Die deutsche Industrie stellt sich auf ein weiteres schwieriges Jahr ein und fordert deutliche Reformen zur Stärkung des Wirtschaftsstandorts Deutschland. Zum Auftakt der Hannover Messe am Montag sagte der Präsident des Bundesverbandes der Deutschen Industrie (BDI), Siegfried Russwurm, die bisher von der Bundesregierung eingeleiteten Reformen wie das Wachstumsförderungsgesetz und beim Bürokratieabbau reichten bei Weitem nicht aus, um den Industriestandort zukunftsfest zu machen.

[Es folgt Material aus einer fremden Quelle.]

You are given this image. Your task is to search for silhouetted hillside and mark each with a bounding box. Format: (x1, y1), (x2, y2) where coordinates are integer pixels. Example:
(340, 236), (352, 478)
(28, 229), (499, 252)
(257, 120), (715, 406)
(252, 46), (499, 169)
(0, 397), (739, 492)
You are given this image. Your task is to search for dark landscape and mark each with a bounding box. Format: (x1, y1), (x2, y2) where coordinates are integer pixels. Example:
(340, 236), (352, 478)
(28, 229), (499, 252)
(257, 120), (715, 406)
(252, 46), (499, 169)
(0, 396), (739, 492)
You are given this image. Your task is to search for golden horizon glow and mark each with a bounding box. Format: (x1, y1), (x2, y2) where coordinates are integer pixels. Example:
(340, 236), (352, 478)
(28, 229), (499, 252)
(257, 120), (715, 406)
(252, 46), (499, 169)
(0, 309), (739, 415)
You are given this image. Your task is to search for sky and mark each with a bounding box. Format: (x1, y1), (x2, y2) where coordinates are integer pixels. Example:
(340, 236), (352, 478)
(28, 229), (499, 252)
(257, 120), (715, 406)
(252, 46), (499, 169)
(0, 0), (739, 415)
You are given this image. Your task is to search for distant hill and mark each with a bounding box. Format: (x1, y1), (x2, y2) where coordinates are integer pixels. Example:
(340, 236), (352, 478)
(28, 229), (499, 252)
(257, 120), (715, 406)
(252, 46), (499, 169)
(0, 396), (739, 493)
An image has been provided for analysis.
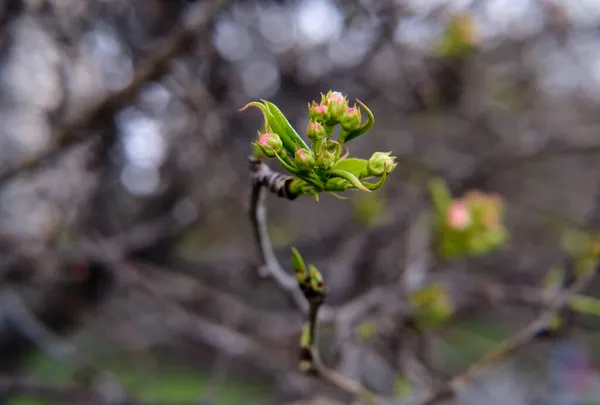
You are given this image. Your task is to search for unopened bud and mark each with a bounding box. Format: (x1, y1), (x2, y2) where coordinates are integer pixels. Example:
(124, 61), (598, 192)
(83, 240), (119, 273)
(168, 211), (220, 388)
(446, 201), (471, 231)
(315, 150), (335, 170)
(294, 148), (315, 170)
(306, 121), (326, 142)
(308, 101), (328, 122)
(367, 152), (398, 177)
(340, 105), (362, 132)
(258, 133), (283, 157)
(324, 91), (348, 122)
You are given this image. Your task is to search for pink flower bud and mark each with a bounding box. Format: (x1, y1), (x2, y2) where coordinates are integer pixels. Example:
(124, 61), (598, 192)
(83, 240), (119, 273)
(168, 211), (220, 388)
(340, 106), (362, 132)
(447, 201), (471, 231)
(306, 119), (326, 142)
(308, 101), (328, 122)
(323, 91), (348, 122)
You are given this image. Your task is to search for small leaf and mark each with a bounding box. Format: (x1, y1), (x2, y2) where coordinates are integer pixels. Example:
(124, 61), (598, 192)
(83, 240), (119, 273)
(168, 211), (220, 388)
(542, 266), (565, 292)
(331, 170), (371, 193)
(355, 322), (377, 341)
(333, 158), (369, 179)
(292, 247), (308, 282)
(262, 100), (310, 155)
(394, 377), (412, 399)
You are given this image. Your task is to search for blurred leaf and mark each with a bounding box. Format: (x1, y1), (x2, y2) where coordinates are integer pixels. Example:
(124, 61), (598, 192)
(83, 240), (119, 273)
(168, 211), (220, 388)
(394, 377), (412, 399)
(408, 283), (454, 327)
(355, 322), (377, 341)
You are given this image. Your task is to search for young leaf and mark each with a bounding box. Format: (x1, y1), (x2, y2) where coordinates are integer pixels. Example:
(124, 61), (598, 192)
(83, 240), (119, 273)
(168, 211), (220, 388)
(331, 170), (371, 193)
(262, 100), (310, 155)
(333, 158), (369, 179)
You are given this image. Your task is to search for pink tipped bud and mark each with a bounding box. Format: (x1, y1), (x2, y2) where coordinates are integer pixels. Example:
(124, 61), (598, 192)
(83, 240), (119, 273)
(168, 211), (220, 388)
(323, 91), (348, 122)
(308, 102), (328, 122)
(447, 201), (471, 231)
(340, 106), (362, 132)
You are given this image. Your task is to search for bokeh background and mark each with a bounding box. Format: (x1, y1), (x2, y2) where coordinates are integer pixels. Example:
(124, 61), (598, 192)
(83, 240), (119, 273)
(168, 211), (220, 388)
(0, 0), (600, 404)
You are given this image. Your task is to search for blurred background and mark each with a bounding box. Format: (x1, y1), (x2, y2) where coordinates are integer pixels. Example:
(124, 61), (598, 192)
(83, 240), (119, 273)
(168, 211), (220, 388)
(0, 0), (600, 405)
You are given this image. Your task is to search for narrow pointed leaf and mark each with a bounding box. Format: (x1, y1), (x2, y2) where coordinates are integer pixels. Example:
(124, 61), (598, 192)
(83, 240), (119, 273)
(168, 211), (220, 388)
(333, 158), (369, 179)
(362, 170), (387, 191)
(263, 100), (310, 154)
(331, 170), (371, 193)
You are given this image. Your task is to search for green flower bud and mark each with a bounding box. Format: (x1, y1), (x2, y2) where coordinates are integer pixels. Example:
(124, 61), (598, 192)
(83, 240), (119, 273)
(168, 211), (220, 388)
(367, 152), (398, 177)
(294, 148), (315, 170)
(315, 150), (335, 170)
(308, 101), (329, 122)
(340, 105), (362, 132)
(306, 121), (327, 142)
(258, 133), (283, 157)
(323, 91), (348, 122)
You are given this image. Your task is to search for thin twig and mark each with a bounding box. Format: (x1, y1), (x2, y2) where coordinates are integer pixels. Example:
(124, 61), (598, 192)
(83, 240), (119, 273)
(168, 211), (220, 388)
(421, 266), (600, 405)
(0, 0), (228, 186)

In diesem Jahr werde die deutsche Industrieproduktion erneut zurückgehen, nach Schätzung des BDI um Vergleich zu 2023 um 1,5 Prozent. «Trotz moderater Erholungsaussichten dürfen wir uns nichts vormachen: Insgesamt zeigen die Produktionszahlen schon seit Jahren einen besorgniserregenden Abwärtstrend», sagte Russwurm.
Im Mittelpunkt der weltgrößten Industrieschau stehen in diesem Jahr der Einsatz von Künstlicher Intelligenz (KI) und Wasserstoff als Energieträger. Bundeskanzler Olaf Scholz (SPD) sagte zum Messeauftakt: «Was man hier spürt, ist Innovation, Lust, neue Dinge zu entwickeln. Das gilt insbesondere für die ganz große Aufgabe, wie kriegen wir das hin, mit den Herausforderungen der Digitalisierung umzugehen und die Chancen zu nutzen.» KI sei heute selbst in kleinsten Produkten schon zu finden. Das helfe auch, weniger Ressourcen zu verbrauchen. Der Ministerpräsident des Messe-Partnerlandes Norwegen, Jonas Gahr Støre, zeigte sich ebenfalls beeindruckt: «Viele der Dinge, die wir heute gesehen haben, wären bei einer Einführung vor fünf Jahren noch Science Fiction gewesen.»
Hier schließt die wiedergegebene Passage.